"Abdurrahim Albayrak seçime girerse büyük hata eder"
Galatasaray Divan Kurulu üyesi Hayri Kozak, sarı-kırmızılıların gündemini değerlendirdi. Kozak, Fatih Terim ile yönetim arasında yaşananlar, seçim gündemi ve mali tablo hakkında konuştu. Kozak, Abdurrahim Albayrak'ın seçime girmemesi gerektiğini düşünüyor.
“Terim ile yönetim arasındaki el sıkışma, huzurlu bir el sıkışma değil”
-Galatasaray yönetimi ve Fatih Terim arasındaki toplantı sonrası, ‘Her şey yolunda’ mesajı verildi. Ortada bir sorun var mı, yok mu? Fikriniz nedir?
Yönetim ile Terim arasında bir sorun olmadığını söylemek için çocuk olmak gerek. Bir soğukluk var. Aklı yerinde olan her insan, iki tarafın konuşmalarını görünce neyin ne olduğunu görür. Terim ve yönetim el sıkışarak el ayrıldı. Ama sağlıklı bir birliktelik olarak görmüyorum. Her şey yuvarlak topun çizgiyi geçmesiyle ölçülüyor. Ankaragücü maçıyla bir moral depolama olacak. Ben Terim ile yönetim arasındaki görüşmenin huzurlu bir el sıkışma olduğuna inanmıyorum.
“Terim’in Galatasaray camiasına karşı bir sorumluluğu var”
-Fatih Terim’in ayrılık hesapları yaptığı da konuşuluyor. Sayın Terim’in huzuru yerinde olmazsa ayrılır mı?
Fatih Terim neden ayrılmak istesin? Terim’in ayrılmasını istemesi diye bir durum yok. Her türlü onura, başarıya burada ulaştı. Ciddi bir geliri var. Huzuru yerinde olduğu sürece kalır. Ayrıca sadece huzursuzluk sebebiyle ayrılmaz. Fatih Terim’in yalnız kendisine karşı değil, Galatasaray camiasına karşı bir sorumluluğu var.

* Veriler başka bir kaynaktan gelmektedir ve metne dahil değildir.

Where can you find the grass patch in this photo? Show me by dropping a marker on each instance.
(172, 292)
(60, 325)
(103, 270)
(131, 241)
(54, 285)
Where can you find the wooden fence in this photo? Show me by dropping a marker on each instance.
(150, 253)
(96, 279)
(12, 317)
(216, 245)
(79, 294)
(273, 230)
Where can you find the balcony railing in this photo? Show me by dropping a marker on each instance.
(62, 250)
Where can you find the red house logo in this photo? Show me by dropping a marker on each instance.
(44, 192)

“Boykot gereksiz, yönetime yakışmadı”
- Uzun yıllardır Divan Kurulu üyeliği yapan kişilerle konuştuğumda Galatasaray yönetiminin tüzüğü gerekçe göstererek Divan Kurulu’na katılmama kararını anlayamadıklarını söylüyorlar. Sizin kanaatiniz nedir?

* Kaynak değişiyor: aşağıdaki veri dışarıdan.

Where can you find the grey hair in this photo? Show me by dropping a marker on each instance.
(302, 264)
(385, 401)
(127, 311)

Tüzükle alakası yok. Kimse yorulmasın. Galatasaray’ın vazgeçilmez ananeleri var. 55 yıllık kulüp, 38 yıllık da Divan Kurulu üyesiyim. Biz diğer kulüpler gibi değiliz. Başkan da bunun farkında değil. Her ay Divan Kurulu toplantısı yaparız. Sadece yaz aylarında ara verilir. Kimse Divan Kurulu’na çekirdek yemeğe gitmiyoruz. Tüm divana karşı ağır konuşuyor. 300’den fazla toplantıda yer aldım. Bir tek kere Mustafa Cengiz’in yaptığı gibi bir örnek görmedim. Yönetim Kurulu’ndan sonra Divan Kurulu gelir. Deneyimli, saygın büyükler var. Oradaki insanlar Galatasaray’a katkı vermek için bulunur. Başkanlar toplantıya gelmemiştir daha önce, bu doğru. Ama olağanüstü bir hakaret yoksa niye boykot ediyorlar? Gereksiz bir boykot. Yönetime yakışmadı. Sayın Başkan umarım bir sonraki toplantıya arkadaşlarıyla katılır ve telafi eder. Bunu ümit ediyorum.

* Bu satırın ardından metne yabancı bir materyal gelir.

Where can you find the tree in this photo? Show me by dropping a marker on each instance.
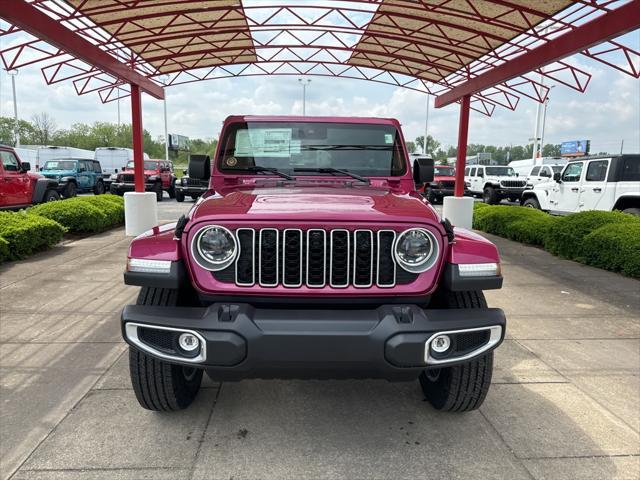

“Yarsuvat, başkanlık görevini birkaç saat içinde kabul etti”
-Eski başkan Duygun Yarsuvat’ın ‘çatı aday’ önerisi için ne dersiniz?
Çatı aday daha önce oldu. ‘Çatı aday’ lafı bana saçma sapan bir tabir olarak geliyor. Bizim tek çatı adayımız vardı. O da Duygun Yarsuvat’tı. Bir sabah 3-5 arkadaşımız Duygun Yarsuvat’ın yanına gittiler. ‘Aman hocam. Kulüp zor durumda. Gel kulübün başına geç’ dediler. Duygun ağabey, 1 gün bile düşünmedi. Birkaç saat içinde kabul etti, sonra göreve geldi. 8 ay da görev yaptı. Çatı aday oydu. Duygun ağabey kendini tekrar etmek istiyorsa bu başka. Ama Duygun Yarsuvat kendini bilen bir adamdır. Buna ihtimal vermiyorum.
“Mustafa Cengiz hastalandığında kimse seçim lafını bile etmedi”
-Önceki yıllarla kıyaslandığında başkan profilinin düştüğü yorumlarını da görüyoruz. Bu konudaki görüşünüz nedir? Ayrıca camianın tamamı seçim istiyor mu?
Galatasaray’da başkan profili önemlidir. Sadece Galatasaray değil. Bizim alıştığımız başkan profilleri vardır. Onlar her zaman bulunmaz. Kalite ve bilgi olarak değil ama deneyim olarak hafif kalan başkanlar oldu. Galatasaray’da kalite konuşulmaz. Galatasaray’da üyelerin tamamına yakını seçim istiyor. Mustafa Cengiz, hastalanmıştı. O günden itibaren kimse seçim lafını etmedi. Tedavisi tamam, kararları sadece o alıyor. Bakıyoruz bir aktivite var. Başarı yoksa seçim istenir. Ben de seçim istiyorum.
“İdeal başkan adayı çok, enflasyon halindeyiz”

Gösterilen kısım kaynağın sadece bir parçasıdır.